Evidently, and obviously, this woman has gotten herself involved with the wrong woman. One suspects that she has told her girlfriend too much and fears what the girlfriend might repeat if ever they should dissolve their sometime union. Who gets involved with someone who cannot keep a secret, who takes pride in indiscretion. The letter writer is an extremely poor judge of character. And she has confided in someone who has no filter... an error of judgment. For having been openly truthful, she has gotten herself in what seems to be an insoluble bind.

The problem can be solved. It’s difficult, but not impossible. She should go to the wedding by herself and throw the girlfriend who has no filter out of her life. That is the third option. 


Jack Fisher said...

a fourth option is that she shouldn't have a lebanese girlfriend.

Sam L. said...

She should be as open and honest as her girlfriend to her girlfriend/lover...or get her larynx anesthetized before the wedding.

Shaun F said...

I read this about her credentials "Carolyn Hax started her advice column in 1997, after five years as a copy editor and news editor in Style and none as a therapist.
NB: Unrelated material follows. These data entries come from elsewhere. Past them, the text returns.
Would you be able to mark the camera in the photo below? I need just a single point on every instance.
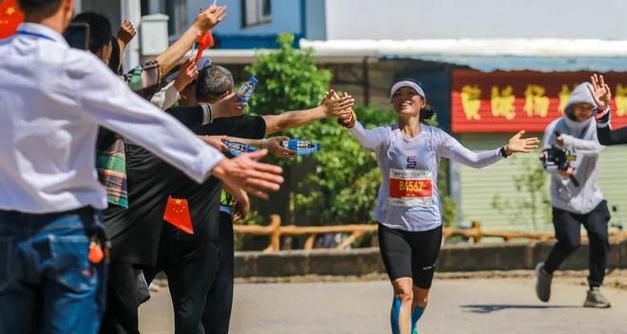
(557, 158)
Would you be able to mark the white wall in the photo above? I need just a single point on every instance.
(285, 17)
(415, 19)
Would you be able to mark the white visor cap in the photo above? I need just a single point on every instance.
(407, 83)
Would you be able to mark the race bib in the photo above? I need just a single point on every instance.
(411, 187)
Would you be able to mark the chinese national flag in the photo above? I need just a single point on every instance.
(10, 17)
(177, 214)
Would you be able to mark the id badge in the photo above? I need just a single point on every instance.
(409, 187)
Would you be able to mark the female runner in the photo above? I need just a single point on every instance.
(408, 204)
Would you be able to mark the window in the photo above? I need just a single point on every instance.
(256, 12)
(177, 11)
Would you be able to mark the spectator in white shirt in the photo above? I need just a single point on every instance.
(52, 100)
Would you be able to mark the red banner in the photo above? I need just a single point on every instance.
(512, 101)
(10, 17)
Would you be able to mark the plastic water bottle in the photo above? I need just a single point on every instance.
(302, 147)
(245, 92)
(235, 148)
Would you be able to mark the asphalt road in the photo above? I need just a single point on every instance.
(486, 306)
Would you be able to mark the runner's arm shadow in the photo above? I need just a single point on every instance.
(489, 308)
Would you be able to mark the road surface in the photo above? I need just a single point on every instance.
(465, 306)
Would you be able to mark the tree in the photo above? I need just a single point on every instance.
(534, 205)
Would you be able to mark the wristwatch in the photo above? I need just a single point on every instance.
(504, 152)
(207, 114)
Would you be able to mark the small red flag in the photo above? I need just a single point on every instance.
(177, 214)
(10, 18)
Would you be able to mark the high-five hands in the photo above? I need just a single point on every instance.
(518, 144)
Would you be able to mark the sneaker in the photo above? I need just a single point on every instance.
(543, 283)
(596, 299)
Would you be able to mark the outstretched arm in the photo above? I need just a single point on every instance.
(330, 107)
(602, 96)
(206, 21)
(455, 151)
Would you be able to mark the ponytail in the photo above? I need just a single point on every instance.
(426, 113)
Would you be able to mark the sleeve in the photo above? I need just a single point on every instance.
(370, 139)
(111, 104)
(166, 97)
(190, 117)
(257, 126)
(450, 148)
(610, 137)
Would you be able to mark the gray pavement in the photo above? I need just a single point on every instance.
(486, 306)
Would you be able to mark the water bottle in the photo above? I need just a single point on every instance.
(245, 92)
(302, 147)
(235, 148)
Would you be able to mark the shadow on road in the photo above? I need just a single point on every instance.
(489, 308)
The column includes cartoons by "relationship cartoonist" Nick Galifianakis -- Carolyn's ex-husband"

From the way I read it - she has no formal training in therapy and her "ex-husband" does the cartoons?

Oh my.....oh my...not that I'd interpret these signs as red flags.

Sam L. said...

Is YOUR girl friend suffering from "Uncontrolled Tongue Disease"? Bummer for you.

Sam L. said...

Mayhap "Syndrome" would be more appropriate than "Disease".